According to the ex head of hydrocarbons, this is one of the attempts to blackmail by the oil transnationals, who are conditioning the signing of new contracts, which according to the Supreme Decree 28701, need to sign before next November 1.

“Another one of the terrible exigencies that they put forward, is the right to record Bolivia’s gas and petroleum reserves as if they were reserves belonging to the companies, the value of these reserves would remain recorded on the New York Stock Exchange” sustained Soliz Rada.

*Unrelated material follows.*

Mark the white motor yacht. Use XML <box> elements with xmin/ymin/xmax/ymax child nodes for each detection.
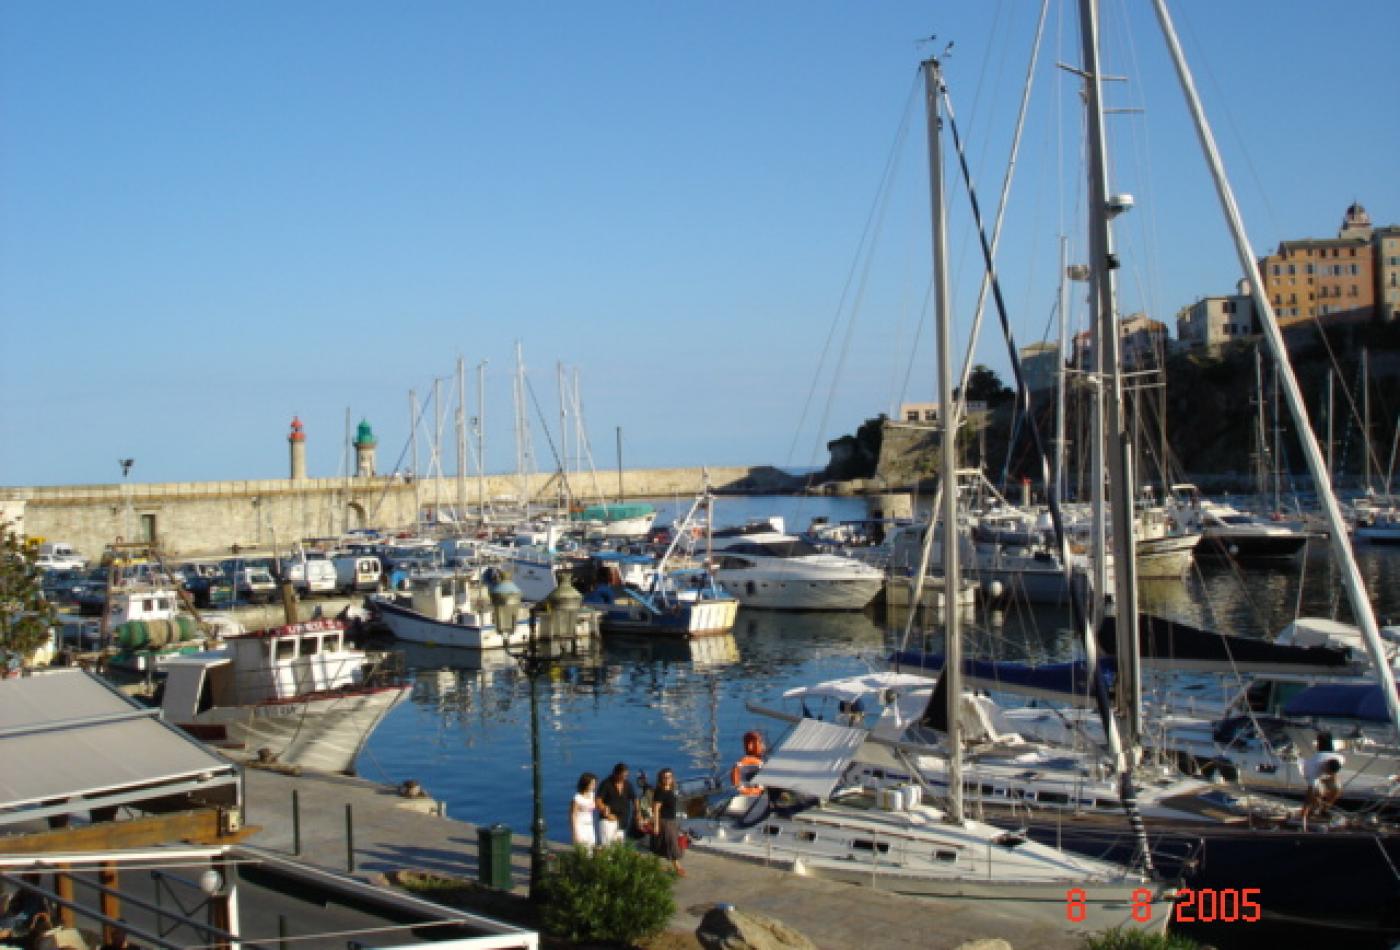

“That is to say, in this fight that we have being giving, we have denounced to the international community that these reserves belong to Bolivia, the oil companies what to record them as theirs in the international market”, protested the ex minister of hydrocarbons

According to Soliz Rada, who rests on a broad memory for help to speak to his successor Carlos Villegas of the reality of the petroleum industry in the country, the transnationals also question the right of YPFB to commercialise petroleum, gas and its derivatives.

“They are also questioning the right to commercialise gas, that is to say, what we are trying to initiate; they say ‘these are our markets’, ‘we have the contacts on the exterior’, ‘you don’t have them’. As a consequence, the oil companies what to carry out their own commercialization” said Soliz.

On the other hand, the ex head of hydrocarbons indicated that beyond these denunciations, the oil companies, who in declarations from their executives say that they accept the nationalization, are in practice, in the negotiations, demonstrating their real intentions and are not demanding an “acceptable contract”.

“When one sees the word acceptable, there is a grand desire to put it [between] inverted commas, because for them acceptable always means the minimum income for Bolivia. Operational freedom” he denounced.

“The other grand issue is that many of them find the nationalization decree to be almost perfect, with a few limitations like the ones I have written down, but they put one condition to saying that the nationalization decree is good, and this condition is that it is not carried out” said Soliz Rada.

If the nationalization decree is not carried out, it is excellent, and this had been the constant struggle, to apply the nationalization decree” he added.

In this context, the background to all this is that the oil companies want the nationalization decree to remain just on paper and that it not be carried out because it would affect their economic interests.